My mother’s fried chicken recipe was an instant success. When a family owns a restaurant you quickly learn all the aspects of what needs to be done, from waitressing to prep work to loading the dumbwaiter, to make it all work. The meals were served “family style”, with the “Chicken Sandpiper” all-you-can-eat for $3.00. The famous seafood platter of flounder, fried shrimp, scallops, soft shell crab, crab cake and deviled clam could be bought for $2.50.
One could order a martini for 75 cents. Locals frequented the restaurant, and it was a real gathering spot to catch up on the gossip around town. After a liquor license was obtained, there were still no Sunday sales, so if a regular customer wanted a drink on Sunday we’d serve it to them in a coffee cup.
The restaurant was located at 33rd Street, but the family home was on 10th Street and Baltimore Avenue, across the street from the George Washington Hotel, an Ocean City landmark. Growing up with two sisters, Sandra and Marlene, and living so near the ocean, we were either on the beach all day or doing what had to be done at the restaurant.
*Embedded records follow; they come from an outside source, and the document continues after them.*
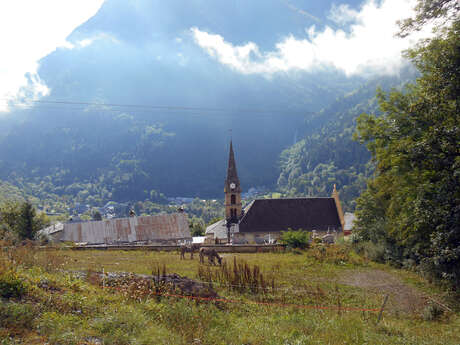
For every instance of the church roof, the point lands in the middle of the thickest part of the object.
(273, 215)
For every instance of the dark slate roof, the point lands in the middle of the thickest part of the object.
(272, 215)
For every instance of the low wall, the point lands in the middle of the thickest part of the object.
(246, 248)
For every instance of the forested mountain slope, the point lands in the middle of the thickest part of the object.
(142, 54)
(327, 154)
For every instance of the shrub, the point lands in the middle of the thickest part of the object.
(11, 286)
(17, 315)
(432, 312)
(373, 251)
(295, 239)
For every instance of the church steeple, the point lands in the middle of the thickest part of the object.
(232, 175)
(232, 189)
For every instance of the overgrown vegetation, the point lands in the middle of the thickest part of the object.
(410, 208)
(238, 276)
(66, 303)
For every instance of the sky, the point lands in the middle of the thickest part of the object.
(29, 31)
(360, 41)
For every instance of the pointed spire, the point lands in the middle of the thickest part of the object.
(232, 175)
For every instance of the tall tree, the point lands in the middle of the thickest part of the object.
(412, 204)
(428, 11)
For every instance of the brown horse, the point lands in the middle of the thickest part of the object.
(211, 253)
(188, 248)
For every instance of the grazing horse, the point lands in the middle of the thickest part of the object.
(211, 254)
(190, 248)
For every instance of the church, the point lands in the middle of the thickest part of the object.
(263, 220)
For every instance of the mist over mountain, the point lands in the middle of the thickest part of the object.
(143, 53)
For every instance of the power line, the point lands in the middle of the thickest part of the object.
(28, 105)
The notorious Beach Club was at 9th Street and the boards, next to Jackson’s Casino. Although we were only 12 and 14 years old, my sister Sandra and I thought it great fun to dress up and sneak into those establishments. In particular, it was a challenge to get past Powell Esham, the doorman with the wooden leg at the Beach Club. We wanted to see what all the excitement was about, with the crowd at the bar, the music, and the card games in the back. We would eventually be spotted, and someone would tell George Evans, the manager, to “call Robe, the Holland girls have snuck in again.” Our grandmother would also give us coins to play the slot machines at the Casino, and I don’t recall anyone ever telling us we were too young to play.
Ocean City was a small town back in the 50’s and 60’s. You felt like you knew everyone, and we all looked out for each other. The old saying “last one leaving town on Labor Day, please turn out the lights” was nearly the truth.